The fear did not leave Lebedev from that moment. And he tried to escape the fear in the city. The walls of the house stifled him, did not save him from fear, while he knew the city like no one else and loved it like no one else. And with the obsessiveness of an explorer he began showing it to me. We went off on long excursions on the Petrograd side, along Vasilyevsky Island, down the canals, to the Summer Gardens, the Neva, the Palace Embankment, I saw the house of the Queen of Spades, the English Embankment…. It was a strange feeling, sometimes very hard. That was not how you love art or architecture. That was how you love someone’s soul, living and elusive.59

Such fear-induced attacks of claustrophobia were typical in those years among the Leningrad elite. The theatrical designer Vladimir Dmitriev (George Balanchine’s best friend in the early 1920s) had his wife taken away in the middle of the night by the secret police; they pulled her from the cradles holding their sleeping seven-month-old twins. Dmitriev told Maria Konisskaya how he “spent the ten best years of his life in constant icy fear. Sometimes he would drop his work, jump on any train and go wherever it went, then change to another one in another direction, looping around, choking on fear.” Commenting on this confession of Dmitriev, who received the Stalin Prize four times for his designs, Konisskaya concluded sadly, “I’m not surprised that he died of a heart attack at forty-seven.”60

It was almost impossible to avoid the omnipresent fear. The bravest people felt it. Someone said to Akhmatova in 1938, “You are fearless. You are afraid of nothing.” She replied, “Not at all! That’s all I do, is feel fear.” Akhmatova always added when she told this story, “Really, how could you not be afraid? They would take you and before killing you force you to betray others.”

Lydia Ginzburg described the surrealistic fear in Leningrad’s cultural circles. “The horrible background never left your mind. The people who went to the ballet and to visit friends, played poker and rested at their dachas were the ones who got news in the morning of the loss of relatives, who themselves froze every time the doorbell rang at night, waiting for their uninvited guests.61 Shvarts recalled this, too. “Love was still love, life was life, but every moment was imbued with horror. And the threat of shame.”62

Everyone dealt with this daily, exhausting horror differently. Lebedev never missed a sports event—he went to soccer games and wrestling and boxing matches. Shostakovich went with him everywhere. Lebedev’s wife said they were “united by fear and by love of sports.”63 Shostakovich’s devotion to soccer is now often mentioned, usually in terms of a genius’s amusing hobby. But in those difficult times it was one of the few available forms of spontaneous emotional release and, for Leningrad intellectuals like Lebedev and Shostakovich, also perhaps an unconscious attempt at social mimicry.

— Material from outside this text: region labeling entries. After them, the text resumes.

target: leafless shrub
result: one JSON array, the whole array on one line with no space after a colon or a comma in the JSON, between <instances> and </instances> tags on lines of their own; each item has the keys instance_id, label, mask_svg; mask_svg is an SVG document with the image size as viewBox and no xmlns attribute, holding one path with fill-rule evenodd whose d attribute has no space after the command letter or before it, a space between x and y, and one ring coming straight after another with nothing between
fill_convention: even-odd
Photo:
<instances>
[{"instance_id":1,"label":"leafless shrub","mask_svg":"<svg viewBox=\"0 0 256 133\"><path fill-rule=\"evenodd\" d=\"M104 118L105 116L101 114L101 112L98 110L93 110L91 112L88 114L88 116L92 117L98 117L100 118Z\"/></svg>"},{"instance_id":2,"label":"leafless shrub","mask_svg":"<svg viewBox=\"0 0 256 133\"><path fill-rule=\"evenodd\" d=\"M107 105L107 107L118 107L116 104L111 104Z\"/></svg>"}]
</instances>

In those conditions it was natural to bend or break, psychologically and artistically. The greatest test was in creative work. Lebedev, like Dmitriev and Kozintsev, belonged to a generation whose creative potential gave them the ability to work at the highest level of modern culture, while the exigencies of life pushed them toward politically dictated, albeit professional, hackwork. Only a strong character could survive this unequal battle with a ruthless age.

In Shvart’s severe judgment, “Lebedev believed in today, loved what was powerful that day, and scorned weakness and failure as something unacceptable in polite society.”64

Such an attitude was a betrayal of the age-old traditions of Russian culture, which had always risen to the defense of the “insulted and injured.” For that betrayal Lebedev, who continued to illustrate children’s books to the end of his life (he died in Leningrad in 1967, at the age of seventy-six), paid with the emptiness of his late style. It is his early works that are now reprinted.

The children’s texts of Yevgeny Shvarts were also very popular in their day; indeed, they were praised by the notoriously hard-to-please Mandelstam. But Shvarts earned his place in the history of Russian literature with his plays, which were commissioned by Akimov. They include The Naked King, The Shadow, and especially The Dragon.